About me

Yintao Tai is a PhD student in the UKRI-funded CDT in Designing Responsible Natural Language Processing at the University of Edinburgh, where he is supervised by Prof. Frank Keller and Prof. Antonio Vergari. He received his BEng in Electronics and Computer Science and his MSc in Computer Science, also from Edinburgh.

Before starting his PhD, he worked as a machine learning engineer at ByteDance, where he developed multimodal methods that enhanced large-scale recommendation systems. This industry experience shaped his interest in building scalable and efficient multimodal models.

Research interests

Yintao’s research focuses on efficient multimodal learning, particularly enabling large language models to process and understand videos without relying on excessive computation. This line of work supports the deployment of multimodal systems at massive scale.
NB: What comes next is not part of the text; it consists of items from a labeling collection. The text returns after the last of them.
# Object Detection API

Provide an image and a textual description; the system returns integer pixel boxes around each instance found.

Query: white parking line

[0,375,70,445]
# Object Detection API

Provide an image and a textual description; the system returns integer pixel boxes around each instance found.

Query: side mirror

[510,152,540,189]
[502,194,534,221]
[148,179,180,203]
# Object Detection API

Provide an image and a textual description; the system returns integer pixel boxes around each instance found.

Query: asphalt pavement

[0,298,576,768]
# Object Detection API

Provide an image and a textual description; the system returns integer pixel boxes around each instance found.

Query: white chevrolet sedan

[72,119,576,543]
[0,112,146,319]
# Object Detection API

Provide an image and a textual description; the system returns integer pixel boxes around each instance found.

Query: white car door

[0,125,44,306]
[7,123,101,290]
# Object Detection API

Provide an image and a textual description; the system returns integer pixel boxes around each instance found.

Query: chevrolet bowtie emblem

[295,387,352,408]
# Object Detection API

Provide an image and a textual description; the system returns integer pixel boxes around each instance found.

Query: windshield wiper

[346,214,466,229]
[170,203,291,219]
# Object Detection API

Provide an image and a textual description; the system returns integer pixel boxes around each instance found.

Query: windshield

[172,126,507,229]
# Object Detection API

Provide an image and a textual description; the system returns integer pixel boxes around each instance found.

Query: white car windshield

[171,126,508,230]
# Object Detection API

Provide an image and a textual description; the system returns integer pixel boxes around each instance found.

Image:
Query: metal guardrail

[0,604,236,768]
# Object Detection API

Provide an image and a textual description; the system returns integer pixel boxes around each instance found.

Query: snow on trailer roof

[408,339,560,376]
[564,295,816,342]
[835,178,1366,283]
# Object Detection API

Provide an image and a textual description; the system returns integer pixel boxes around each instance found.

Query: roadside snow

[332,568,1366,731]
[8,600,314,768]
He is also interested in text-in-image understanding and developed PIXAR, a model capable of both recognizing and generating text embedded in images. His work advances practical multimodal methods for applications such as video summarisation, retrieval, and recommendation.

Beyond these areas, Yintao is exploring how efficient video LLMs can be applied to robotics. Alongside technical contributions, he is committed to addressing ethical and responsible AI challenges, including fairness, transparency, and the mitigation of potential societal risks when deploying multimodal systems.